Although it is rare, retinoblastoma can spread (metastasize) to the brain, the central nervous system, and the bones. In these cases, chemotherapy is prescribed by a pediatric oncologist and is administered through the peripheral blood vessels or into the brain for months to years after initial diagnosis of metastatic disease.
The results have been very promising. A new intrathecal medication (delivered into the fluid that surrounds the brain and spinal cord) is available for patients whose retinoblastoma has spread to the surface of the brain.
Survivorship & Follow-Up Care
Most children with retinoblastoma in the United States — more than 95 percent — survive the cancer and have normal lives. Children with unilateral retinoblastoma have one eye whose sight is not affected even though they may have had one eye removed. It is important for children with vision in one eye to wear protective eyewear during sports and other activities.
Retinoblastoma is a life-threatening disease, but it is rarely a fatal one if treated appropriately. With the correct treatment and appropriate follow-up both for eyes and for cancers in other parts of the body, a child with retinoblastoma has a very good chance of living a long life.

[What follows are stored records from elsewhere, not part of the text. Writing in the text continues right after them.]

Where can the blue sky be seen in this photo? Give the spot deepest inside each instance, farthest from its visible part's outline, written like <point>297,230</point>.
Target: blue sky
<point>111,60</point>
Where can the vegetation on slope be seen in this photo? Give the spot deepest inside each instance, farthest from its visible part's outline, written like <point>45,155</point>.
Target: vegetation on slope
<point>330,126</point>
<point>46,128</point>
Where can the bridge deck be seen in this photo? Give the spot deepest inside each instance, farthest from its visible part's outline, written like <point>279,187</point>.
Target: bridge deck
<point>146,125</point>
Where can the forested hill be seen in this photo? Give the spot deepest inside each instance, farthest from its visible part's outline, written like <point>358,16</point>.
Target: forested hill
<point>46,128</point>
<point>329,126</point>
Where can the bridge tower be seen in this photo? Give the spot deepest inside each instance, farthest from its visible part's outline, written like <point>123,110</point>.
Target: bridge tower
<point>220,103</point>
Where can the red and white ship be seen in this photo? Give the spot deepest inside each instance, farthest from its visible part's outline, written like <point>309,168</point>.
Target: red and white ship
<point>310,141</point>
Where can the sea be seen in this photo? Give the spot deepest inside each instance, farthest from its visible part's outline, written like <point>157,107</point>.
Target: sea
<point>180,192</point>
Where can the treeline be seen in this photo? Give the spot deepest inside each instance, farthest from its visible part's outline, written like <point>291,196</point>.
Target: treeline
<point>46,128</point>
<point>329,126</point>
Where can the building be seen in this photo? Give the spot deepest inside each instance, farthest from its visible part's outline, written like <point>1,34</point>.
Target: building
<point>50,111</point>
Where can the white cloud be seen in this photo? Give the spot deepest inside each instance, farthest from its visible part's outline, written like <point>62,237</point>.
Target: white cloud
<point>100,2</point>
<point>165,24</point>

The majority of children with bilateral retinoblastoma retain at least one eye with good vision, and many are able to retain the use of both eyes. However, all children with bilateral disease and the 15 percent of unilateral patients who have the familial form of retinoblastoma will be at much higher risk for other cancers not involving the eyes throughout their lives.
Five years after a retinoblastoma diagnosis, children with the inherited form of the disease are more likely to die from second tumors than from retinoblastoma. The most common second tumors are osteogenic sarcoma (a cancerous tumor which affects the bones), soft tissue sarcomas, and cutaneous melanomas (tumors of the skin, muscle, and connective tissue).
Although the reported incidences of these tumors vary widely, the risk appears to be about 1 percent a year. This risk is also increased by the use of external-beam radiation, although the amount of increase depends on the age at which the child was treated.
Follow-up appointments with an ophthalmologist and a pediatric oncologist are very important when a child is diagnosed with retinoblastoma. Frequency of examinations depends upon the age of the child, the ophthalmologist’s suspicion of new tumors, whether one or both eyes are involved, and the type of treatment that the child has received. Parents are encouraged to talk to their nurse and to call with questions between visits.